Formellement, la commission des affaires juridiques proposera au
plénum de ne pas entrer en matière, a-t-elle indiqué jeudi. La
bataille sur l'ampleur de la répercussion de l'inflation sur les
loyers aura finalement eu raison du projet.
Le compromis passé fin 2007 entre locataires et propriétaires
prévoyait un taux de 100%. En décembre 2008, le Conseil fédéral
avait finalement opté pour une répercussion à 90%.
Pour éviter une spirale de hausses, il proposait d'exclure les
coûts de logement (loyers et certains frais d'entretien) et
d'énergie (chauffage, électricité, eau chaude) de l'indice de
calcul.
Locataires contre bailleurs
La gauche et les défenseurs des locataires auraient aimé aller
en encore plus loin et baisser le taux à 80%. Quant à la droite et
aux bailleurs, ils tenaient à un ajustement à 100%. Ils ont obtenu
une courte victoire en commission.
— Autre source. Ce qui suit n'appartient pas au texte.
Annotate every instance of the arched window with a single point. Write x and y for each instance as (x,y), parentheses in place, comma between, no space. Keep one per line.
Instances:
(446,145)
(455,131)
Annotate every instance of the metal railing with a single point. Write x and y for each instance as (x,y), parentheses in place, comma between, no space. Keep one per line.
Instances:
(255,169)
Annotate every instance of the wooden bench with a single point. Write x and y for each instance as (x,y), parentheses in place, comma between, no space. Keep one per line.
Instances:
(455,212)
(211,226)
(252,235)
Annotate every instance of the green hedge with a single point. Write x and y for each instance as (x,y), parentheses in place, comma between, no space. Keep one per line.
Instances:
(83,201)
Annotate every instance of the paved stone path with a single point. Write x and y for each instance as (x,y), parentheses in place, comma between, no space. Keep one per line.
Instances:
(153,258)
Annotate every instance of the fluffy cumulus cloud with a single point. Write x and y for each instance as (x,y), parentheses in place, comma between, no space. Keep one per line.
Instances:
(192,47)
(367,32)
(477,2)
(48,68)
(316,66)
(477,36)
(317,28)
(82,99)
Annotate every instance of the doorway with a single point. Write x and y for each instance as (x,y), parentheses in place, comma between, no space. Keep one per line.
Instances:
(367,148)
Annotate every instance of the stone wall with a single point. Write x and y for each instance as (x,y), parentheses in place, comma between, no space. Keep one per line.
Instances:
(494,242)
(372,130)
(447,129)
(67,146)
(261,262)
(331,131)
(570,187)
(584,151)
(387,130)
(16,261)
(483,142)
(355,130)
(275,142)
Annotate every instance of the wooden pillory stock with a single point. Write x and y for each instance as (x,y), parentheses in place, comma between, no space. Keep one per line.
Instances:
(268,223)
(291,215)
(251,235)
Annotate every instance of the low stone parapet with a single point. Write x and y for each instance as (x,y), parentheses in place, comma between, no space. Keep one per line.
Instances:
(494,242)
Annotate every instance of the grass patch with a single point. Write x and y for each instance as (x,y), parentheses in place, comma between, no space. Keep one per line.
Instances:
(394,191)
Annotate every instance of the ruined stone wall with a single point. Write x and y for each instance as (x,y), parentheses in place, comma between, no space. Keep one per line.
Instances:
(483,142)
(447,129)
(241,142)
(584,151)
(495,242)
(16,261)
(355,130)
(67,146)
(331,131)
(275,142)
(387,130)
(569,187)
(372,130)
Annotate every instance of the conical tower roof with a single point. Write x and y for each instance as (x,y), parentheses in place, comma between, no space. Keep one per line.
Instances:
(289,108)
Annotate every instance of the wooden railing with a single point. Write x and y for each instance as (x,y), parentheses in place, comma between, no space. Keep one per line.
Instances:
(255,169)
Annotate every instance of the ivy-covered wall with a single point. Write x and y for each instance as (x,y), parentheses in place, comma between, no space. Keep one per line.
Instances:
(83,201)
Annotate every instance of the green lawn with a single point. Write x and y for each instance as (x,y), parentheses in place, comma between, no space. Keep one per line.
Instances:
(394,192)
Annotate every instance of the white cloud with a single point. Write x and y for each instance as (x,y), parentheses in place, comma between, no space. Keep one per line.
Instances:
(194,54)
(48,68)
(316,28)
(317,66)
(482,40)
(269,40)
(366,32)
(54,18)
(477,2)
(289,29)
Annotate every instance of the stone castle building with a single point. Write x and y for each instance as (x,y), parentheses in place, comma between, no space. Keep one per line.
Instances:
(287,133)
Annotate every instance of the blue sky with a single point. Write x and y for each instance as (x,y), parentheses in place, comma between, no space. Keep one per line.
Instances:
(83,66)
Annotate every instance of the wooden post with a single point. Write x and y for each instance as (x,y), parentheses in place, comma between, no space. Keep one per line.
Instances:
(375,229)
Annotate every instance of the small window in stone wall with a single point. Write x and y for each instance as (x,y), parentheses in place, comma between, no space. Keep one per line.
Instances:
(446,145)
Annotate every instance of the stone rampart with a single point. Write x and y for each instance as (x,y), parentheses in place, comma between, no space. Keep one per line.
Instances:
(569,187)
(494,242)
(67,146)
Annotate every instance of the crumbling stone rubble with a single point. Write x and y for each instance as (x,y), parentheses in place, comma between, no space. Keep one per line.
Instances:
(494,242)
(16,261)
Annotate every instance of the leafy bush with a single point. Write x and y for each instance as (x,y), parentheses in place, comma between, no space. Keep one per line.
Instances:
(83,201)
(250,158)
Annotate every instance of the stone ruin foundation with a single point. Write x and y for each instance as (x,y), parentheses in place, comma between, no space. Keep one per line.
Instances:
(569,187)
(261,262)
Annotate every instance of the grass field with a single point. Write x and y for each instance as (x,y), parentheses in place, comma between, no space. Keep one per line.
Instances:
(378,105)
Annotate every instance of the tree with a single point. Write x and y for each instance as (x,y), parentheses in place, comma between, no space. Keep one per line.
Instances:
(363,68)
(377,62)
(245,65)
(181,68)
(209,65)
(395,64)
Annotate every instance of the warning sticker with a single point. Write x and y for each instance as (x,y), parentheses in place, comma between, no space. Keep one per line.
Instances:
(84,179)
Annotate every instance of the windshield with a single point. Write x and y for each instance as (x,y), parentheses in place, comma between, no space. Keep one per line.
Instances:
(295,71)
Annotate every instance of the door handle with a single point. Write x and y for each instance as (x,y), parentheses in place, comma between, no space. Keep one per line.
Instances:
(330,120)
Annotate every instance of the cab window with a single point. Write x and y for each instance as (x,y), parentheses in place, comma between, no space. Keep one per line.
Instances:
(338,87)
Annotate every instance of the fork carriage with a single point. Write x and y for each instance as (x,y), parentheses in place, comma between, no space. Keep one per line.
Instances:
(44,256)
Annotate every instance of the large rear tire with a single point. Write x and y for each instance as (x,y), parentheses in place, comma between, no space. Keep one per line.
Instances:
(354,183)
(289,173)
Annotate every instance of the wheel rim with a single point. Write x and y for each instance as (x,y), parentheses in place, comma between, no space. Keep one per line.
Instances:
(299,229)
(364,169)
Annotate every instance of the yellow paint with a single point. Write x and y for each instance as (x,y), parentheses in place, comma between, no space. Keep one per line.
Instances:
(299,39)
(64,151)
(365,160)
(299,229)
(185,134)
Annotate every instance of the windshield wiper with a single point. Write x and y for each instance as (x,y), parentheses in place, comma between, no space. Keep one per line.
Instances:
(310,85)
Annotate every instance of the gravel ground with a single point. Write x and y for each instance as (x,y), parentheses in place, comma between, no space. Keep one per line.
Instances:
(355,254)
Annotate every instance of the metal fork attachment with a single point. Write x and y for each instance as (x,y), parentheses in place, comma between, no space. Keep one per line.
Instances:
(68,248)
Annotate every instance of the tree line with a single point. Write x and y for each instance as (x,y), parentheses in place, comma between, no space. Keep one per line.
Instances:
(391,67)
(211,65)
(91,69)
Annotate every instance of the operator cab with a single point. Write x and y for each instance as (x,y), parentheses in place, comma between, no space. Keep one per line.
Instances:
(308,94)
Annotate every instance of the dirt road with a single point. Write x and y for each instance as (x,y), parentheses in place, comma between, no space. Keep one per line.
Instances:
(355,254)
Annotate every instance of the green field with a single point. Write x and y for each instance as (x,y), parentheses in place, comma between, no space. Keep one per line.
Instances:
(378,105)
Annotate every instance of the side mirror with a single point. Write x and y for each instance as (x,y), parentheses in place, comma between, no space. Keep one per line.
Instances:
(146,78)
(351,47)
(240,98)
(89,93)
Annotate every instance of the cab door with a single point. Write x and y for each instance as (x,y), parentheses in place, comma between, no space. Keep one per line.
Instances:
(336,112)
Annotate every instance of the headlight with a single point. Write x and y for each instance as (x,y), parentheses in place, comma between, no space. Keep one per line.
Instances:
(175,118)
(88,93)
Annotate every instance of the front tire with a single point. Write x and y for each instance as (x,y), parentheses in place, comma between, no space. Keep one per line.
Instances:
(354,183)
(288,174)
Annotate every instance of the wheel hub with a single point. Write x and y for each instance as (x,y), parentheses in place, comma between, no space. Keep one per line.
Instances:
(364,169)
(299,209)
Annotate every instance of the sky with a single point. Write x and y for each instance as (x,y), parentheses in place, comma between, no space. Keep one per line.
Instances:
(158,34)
Avant d'enterrer le projet,
cette dernière s'était en effet ralliée, par 15 voix contre 11, à
une répercussion à 100%.
L'affaire était mal emmanchée depuis le début des discussions en
commission, qui n'était entrée en matière sur le projet que par 13
voix contre 11. Une courte majorité avait refusé de demander au
Conseil fédéral une nouvelle version correspondant mieux au
compromis de 2007, voire à un nouveau compromis à négocier. Idem
d'une proposition de renvoi visant à ne pas lier les loyers aux
taux d'intérêt ou au renchérissement.
Eviter les excès
La réforme visait à éviter les fluctuations de loyers
excessives. Elle prévoyait que le caractère abusif ne pourrait être
déterminé qu'immédiatement après la conclusion du contrat de bail.
L'adéquation des loyers initiaux aurait été déterminée à l'aide de
loyers comparatifs fixés par un instrument mis au point par
l'Office fédéral du logement.
Un changement de propriétaire n'aurait plus été un motif
d'augmentation. Les hausses dues à des «prestations
supplémentaires» du bailleur seraient restées admises. En revanche,
il aurait été interdit de relever les loyers pendant une année à la
suite de travaux ayant entraîné une plus-value, à moins que les
transformations n'aient été annoncées à la conclusion du bail.
Propriétaires satisfaits
Les propriétaires saluent la décision de la commission
d'enterrer le projet du Conseil fédéral qui s'est entretemps écarté
du compromis négocié fin 2007 entre représentants des bailleurs et
des locataires. Malgré ses faiblesses, le droit actuel est plus
juste que le projet gouvernemental, écrit la Fédération des
propriétaires dans un communiqué.
Selon elle, la commission des affaires juridiques a eu fin nez de
proposer au plénum de ne pas entrer en matière. Sans quoi on
risquerait de se retrouver face à une opposition durable et
stérile, politiquement coûteuse, qui aboutirait finalement au statu
quo après référendum.
ats/sbo
L'ASLOCA déçue, mais pas inquiète
Les locataires peuvent eux aussi vivre avec la décision de la commission. Ceux-ci auraient certes préféré que le Parlement reprenne à son compte le projet du Conseil fédéral. Mais devant le projet modifié par la droite parlementaire et les milieux immobiliers, l'ASLOCA avait déjà brandi la menace du référendum.
Concrètement, il n'y a toutefois pas lieu de s'inquiéter du rejet du projet gouvernemental. Pour un certain temps au moins, vu la conjoncture et la tendance à la baisse des taux hypothécaires, les effets du droit actuel sur les loyers ne sont plus aussi problématiques que par le passé, écrit la Fédération romande de l'Association suisse des locataires.
Le risque d'augmentation des loyers est loin d'être au rendez-vous. Mais pour en obtenir une baisse durable, seul un effort considérable de construction de nouveaux logements bon marché, notamment via les plans de relance, y parviendra.